"You ain't got to do nothing of the kind, Abe," Morris retorted angrily. "You are going to stay right here and talk to that feller when he comes. What do you think—I am going to be the goat every time?"

"What's the matter, Abe?" Felix asked. "Are you afraid of the feller? He couldn't eat you up, Abe."

"What d'ye mean, afraid of him?" Abe exclaimed. "I am seeing big merchants every day, Felix, and I could talk right up to them too. But this here is my partner's affair. He hired Kovalenko in the first place; and—"

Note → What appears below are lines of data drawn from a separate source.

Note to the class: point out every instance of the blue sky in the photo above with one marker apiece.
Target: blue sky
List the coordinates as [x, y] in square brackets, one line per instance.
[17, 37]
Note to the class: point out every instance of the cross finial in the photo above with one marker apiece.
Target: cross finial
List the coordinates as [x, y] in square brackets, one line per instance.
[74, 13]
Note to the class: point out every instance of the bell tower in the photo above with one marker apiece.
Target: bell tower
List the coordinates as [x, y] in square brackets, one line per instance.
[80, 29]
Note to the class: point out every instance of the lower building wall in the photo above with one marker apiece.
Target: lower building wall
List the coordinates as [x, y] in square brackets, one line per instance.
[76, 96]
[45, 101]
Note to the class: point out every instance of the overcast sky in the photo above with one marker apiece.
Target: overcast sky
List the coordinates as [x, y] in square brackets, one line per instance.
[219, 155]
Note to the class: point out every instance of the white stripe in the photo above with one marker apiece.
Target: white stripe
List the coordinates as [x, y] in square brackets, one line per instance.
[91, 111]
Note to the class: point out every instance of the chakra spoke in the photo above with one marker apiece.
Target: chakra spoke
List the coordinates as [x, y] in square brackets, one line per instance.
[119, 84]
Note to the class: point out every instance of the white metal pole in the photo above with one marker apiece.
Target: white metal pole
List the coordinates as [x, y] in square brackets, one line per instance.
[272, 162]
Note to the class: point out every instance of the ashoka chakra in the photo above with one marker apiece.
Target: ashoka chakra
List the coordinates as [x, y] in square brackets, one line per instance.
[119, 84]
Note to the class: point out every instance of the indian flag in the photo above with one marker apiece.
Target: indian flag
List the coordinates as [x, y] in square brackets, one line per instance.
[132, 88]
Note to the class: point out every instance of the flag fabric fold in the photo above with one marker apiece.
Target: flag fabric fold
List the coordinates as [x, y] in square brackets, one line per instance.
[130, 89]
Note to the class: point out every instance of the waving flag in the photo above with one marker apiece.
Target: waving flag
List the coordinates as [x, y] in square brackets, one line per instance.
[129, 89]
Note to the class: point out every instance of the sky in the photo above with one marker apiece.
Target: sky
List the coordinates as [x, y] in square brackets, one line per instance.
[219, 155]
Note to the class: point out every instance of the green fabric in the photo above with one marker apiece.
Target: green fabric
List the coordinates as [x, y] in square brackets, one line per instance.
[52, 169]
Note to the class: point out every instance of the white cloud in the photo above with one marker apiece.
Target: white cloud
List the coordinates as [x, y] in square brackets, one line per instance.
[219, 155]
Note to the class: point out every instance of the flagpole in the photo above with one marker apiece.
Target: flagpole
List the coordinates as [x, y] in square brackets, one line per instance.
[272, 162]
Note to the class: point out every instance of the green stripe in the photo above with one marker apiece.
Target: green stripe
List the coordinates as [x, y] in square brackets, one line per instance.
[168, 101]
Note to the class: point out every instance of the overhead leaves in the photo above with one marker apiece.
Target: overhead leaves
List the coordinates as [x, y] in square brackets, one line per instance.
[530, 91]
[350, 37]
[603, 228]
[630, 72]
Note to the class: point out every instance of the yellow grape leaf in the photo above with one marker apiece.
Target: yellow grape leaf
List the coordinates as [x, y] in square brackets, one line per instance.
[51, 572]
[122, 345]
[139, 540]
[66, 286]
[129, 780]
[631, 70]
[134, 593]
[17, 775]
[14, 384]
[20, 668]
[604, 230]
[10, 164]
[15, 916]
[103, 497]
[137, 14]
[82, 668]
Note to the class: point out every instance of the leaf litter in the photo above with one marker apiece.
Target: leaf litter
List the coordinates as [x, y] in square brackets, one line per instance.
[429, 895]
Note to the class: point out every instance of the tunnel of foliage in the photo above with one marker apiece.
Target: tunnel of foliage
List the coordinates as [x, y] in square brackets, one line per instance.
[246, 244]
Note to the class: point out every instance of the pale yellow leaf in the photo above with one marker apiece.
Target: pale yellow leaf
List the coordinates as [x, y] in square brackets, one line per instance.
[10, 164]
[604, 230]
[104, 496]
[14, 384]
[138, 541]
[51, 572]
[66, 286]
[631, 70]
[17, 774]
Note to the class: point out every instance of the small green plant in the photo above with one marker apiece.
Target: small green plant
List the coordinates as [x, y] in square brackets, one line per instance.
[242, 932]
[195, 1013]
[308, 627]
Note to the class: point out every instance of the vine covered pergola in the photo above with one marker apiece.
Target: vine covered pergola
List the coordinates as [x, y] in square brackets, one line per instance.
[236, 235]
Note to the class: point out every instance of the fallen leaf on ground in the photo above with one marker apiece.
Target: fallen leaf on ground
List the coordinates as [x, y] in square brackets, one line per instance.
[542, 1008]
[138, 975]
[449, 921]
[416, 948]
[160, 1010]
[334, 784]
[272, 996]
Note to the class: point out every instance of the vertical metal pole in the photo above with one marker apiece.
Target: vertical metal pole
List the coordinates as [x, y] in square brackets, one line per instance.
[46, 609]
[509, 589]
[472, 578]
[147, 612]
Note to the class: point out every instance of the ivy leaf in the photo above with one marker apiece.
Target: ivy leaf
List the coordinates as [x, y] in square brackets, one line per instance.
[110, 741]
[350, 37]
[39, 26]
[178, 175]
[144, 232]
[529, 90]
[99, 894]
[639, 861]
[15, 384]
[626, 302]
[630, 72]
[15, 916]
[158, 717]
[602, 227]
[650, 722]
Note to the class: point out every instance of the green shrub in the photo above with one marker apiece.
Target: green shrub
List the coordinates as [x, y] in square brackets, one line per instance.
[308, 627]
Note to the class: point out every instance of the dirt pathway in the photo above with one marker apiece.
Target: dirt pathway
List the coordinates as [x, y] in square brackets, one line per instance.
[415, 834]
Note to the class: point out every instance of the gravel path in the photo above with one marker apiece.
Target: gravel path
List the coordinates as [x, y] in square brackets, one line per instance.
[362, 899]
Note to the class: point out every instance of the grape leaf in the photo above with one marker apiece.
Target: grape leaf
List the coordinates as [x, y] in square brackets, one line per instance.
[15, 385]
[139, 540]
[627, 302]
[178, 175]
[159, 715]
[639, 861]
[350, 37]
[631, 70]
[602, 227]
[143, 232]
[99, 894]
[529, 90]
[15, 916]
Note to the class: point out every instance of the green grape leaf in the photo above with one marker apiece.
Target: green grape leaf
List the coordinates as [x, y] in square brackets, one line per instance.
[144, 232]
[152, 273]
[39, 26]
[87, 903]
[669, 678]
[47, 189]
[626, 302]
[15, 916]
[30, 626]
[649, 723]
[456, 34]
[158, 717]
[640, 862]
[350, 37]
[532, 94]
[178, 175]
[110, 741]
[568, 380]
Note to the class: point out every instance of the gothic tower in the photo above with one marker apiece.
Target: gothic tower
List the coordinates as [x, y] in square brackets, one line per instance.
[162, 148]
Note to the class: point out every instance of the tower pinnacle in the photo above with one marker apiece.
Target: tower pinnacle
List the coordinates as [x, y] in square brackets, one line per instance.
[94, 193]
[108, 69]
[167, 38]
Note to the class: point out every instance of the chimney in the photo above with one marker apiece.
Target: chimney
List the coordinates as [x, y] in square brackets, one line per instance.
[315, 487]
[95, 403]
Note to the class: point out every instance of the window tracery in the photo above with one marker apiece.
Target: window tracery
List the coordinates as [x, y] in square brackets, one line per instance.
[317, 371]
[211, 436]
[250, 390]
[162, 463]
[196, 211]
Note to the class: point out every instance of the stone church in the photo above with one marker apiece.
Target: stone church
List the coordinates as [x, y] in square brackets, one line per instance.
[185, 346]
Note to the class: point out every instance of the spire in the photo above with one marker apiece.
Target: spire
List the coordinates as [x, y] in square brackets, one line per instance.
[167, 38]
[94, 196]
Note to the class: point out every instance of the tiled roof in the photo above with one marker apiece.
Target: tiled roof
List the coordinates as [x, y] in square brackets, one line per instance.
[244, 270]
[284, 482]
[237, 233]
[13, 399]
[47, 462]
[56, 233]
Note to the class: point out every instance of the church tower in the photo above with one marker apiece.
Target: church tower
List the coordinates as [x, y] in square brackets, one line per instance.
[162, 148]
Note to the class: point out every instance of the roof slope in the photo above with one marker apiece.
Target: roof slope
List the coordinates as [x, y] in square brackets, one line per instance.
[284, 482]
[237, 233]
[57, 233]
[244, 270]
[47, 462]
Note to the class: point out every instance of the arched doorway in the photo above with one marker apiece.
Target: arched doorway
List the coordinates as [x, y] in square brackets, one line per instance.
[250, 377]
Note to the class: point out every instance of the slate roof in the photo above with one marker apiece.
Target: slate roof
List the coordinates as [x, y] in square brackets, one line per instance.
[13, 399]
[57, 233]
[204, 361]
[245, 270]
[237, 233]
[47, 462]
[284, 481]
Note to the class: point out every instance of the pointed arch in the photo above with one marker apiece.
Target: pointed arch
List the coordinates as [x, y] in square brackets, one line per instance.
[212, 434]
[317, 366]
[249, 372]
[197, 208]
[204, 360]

"What's the use talking, Abe?" Morris interrupted. "If you go home I go home; so you got to stay and we would both see the feller. What is the difference, supposing the feller does got a couple million dollars?"

"A couple million dollars!" Felix said. "Why, I bet yer, if the feller's got a cent he is worth twenty million dollars."

Abe drew pale.

"Say, lookyhere, why should I talk to Mr. Steuermann?" he besought. "You could do this without me, Mawruss."

"Don't be a baby, Abe," Morris retorted. "Felix would stay here with us and—"

"Not me, boys," Felix said. "I guess you got to excuse me. I done enough already and if I don't get right home and change my underclothes, which they are dripping wet with perspiration, I would sure catch a bad cold."

He shook Abe and Morris warmly by the hand; and hardly had the elevator door closed behind him when the showroom became a scene of nervous activity.